To Dickie’s and Mickey’s credit, they had no interest in using Shakespeare to inspire their male hormones as they were already “in country.” They had little interest in wasting their seed on a cheap seminary bedsheet. Not when there were so many available girls in the greater Tri-City area.

I’m not sure when they began sneaking out at night, or when they found time to sneak the girls in, but these two Montagues obviously were in much demand. On the upside, this did give me the room to myself on a number of occasions. On the downside, once the priests were on to them, they thought I, too, was in on the sex ring. How little they knew me! I was far too busy trying to keep my focus on Vespers and Vietnam rather than Lynn the clarinet player, who was doing just fine in an imaginary state with me, the two of us, frolicking, on the Côte d’Azur.

On this particular night, I decided to take the suggestion of fellow seminarian Fred Orr and try some Noxzema Original Deep Cleansing Cream to help get rid of a few teenage zits. I rubbed the white cream all over my face and went to sleep facing the wall, not wanting Mickey and Dickie to ever catch me with this girl-stuff on my face.

“WAKE UP! I SAID, WAKE UP!!” Father Jenkins shouted, forcing me to tell Lynn in my dream that I’d be right back. I awakened from this pleasant sleep and saw two priests, Father Jenkins and Father Shank, shining police-size flashlights directly into my eyes.

“WHERE ARE THEY?!”

Obviously it was a raid, a surprise assault on the two active and public penises on my floor.

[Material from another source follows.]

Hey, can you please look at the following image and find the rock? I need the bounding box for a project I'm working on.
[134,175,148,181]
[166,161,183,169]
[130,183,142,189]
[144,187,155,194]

I looked over at their beds and saw that they were made up to look like someone was sleeping in them. Clearly, neither of the Ickies was home.

“Uh, I dunno,” I replied, trying to sound awake.

“When did they leave?” Father Shank asked.

“How long have they been gone?” Father Jenkins added.

“I dunno,” I repeated.

“Are you sure?” Jenkins asked pointedly. “There’s no good that can come from you covering for them.”

“The last thing I would do would be to cover for those two punks,” I said, surprised at my un-Christian-like language.

“You’ve never left here with them?” Jenkins continued with his interrogation.

“No. I don’t do what they do. I’m guessing they don’t go to Burger King.”

“How many times would you say they’ve done this?”

“Father, I don’t mean to be disrespectful, but if you’re only busting in here tonight for the first time, you clearly have no idea what’s been going on.”

“I don’t like your tone,” Jenkins replied.

“I’m sorry. It’s my middle-of-the-night tone.”

“What in God’s name is that stuff on your face?”

Oh. Damn. “Just something the nurse told me to try.”

“Where do you think they are?” Father Jenkins asked.

“You can follow their scent to the nearest place where girls are known to exist.”

Giving the priests this much lip was not wise, but I didn’t care. I, too, had discovered girls, and there was now a part of me that admired Mickey and Dickie for acting on their very normal feelings. Though I did feel sorry for whatever girls they were with.

By this time they had turned their flashlights off—and that one act would end up doing the Ickies in. Not able to see from the outside hallway that I had visitors, the boys quietly opened the door to our room—and were instantly startled, not just by the sight of the priests, but by the mass of white goo covering my entire face. They tried to run, but the priests quickly grabbed them and dragged them down the hall and out of my life forever.

The next morning the parents of my two roommates came to my room and cleaned out their sons’ belongings. When I returned that evening I had the privilege that only a senior had—my own room! There was only a month left in the school year, but it was sublime.